LOGIN« Les étrangers devront s'en aller dès aujourd'hui, nous les avons assez tolérés sur nos terres. » a déclaré le roi avec calme.
Le regard de Matuka et celui d’Horuv se posèrent sur le roi, Matuka décelait une certaine nervosité chez le roi, depuis son retour au palais en compagnie de la jeune étrangère.
« Il sera fait selon vos ordres mon roi. » répondit horuv à son roi. « Je m'assurerai du départ des étrangers dès maintenant. » a-t-il continué.
Rafan acquiesça.
« Bien faites le horuv je vous en remercie. »
Horuv prit congé d'eux.
Matuka observait son roi sans dire mot.
« Que se passe-t-il chamane ? voulez-vous me dire quelque chose ? » demanda le jeune roi.

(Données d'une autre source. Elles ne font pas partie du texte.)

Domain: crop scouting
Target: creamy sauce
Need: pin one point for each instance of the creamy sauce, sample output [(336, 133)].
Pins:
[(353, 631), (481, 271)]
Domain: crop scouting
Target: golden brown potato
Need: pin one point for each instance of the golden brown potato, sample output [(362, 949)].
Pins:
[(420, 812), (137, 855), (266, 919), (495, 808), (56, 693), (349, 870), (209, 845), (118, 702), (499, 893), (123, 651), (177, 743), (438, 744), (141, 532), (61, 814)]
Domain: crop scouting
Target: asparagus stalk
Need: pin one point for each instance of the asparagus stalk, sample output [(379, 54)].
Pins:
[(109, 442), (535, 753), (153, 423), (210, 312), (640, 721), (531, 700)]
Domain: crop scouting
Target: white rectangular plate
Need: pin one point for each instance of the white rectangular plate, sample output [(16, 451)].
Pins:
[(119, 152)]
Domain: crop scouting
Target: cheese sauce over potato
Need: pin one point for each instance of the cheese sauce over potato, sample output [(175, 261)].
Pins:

Matuka secoua sa tête de gauche à droite signifiant qu'il n'avait rien à lui dire.
« Quelle est cette chose qui vous tracasse l'esprit mon roi. » demanda le chamane.
« Rien ne me tracasse Matuka. » s’empressa de répondre le roi.
Matuka ne crut pas à ses dires.
« Et pourtant si, votre nervosité vous a trahit, sachez que je suis là pour vous épaulée, et donc vous pouvez me dire tout ce qui vous traverse l'esprit. »
« Je le sais Matuka répondit Rafan. « Seulement présentement je n'ai absolument rien à partager avec vous. »
« Bien ! Alors permettez-moi de prendre congé de vous » a dit Matuka en s'en allant.
Rusé et très observateur, Rafan espérait que Matuka ne découvre jamais la raison de sa nervosité et de son humeur changée.
Alors que le soleil frappait la grande ville de Mica, les voitures que contenaient les étrangers prirent la route en direction de l'aéroport sous les directives de Horuv.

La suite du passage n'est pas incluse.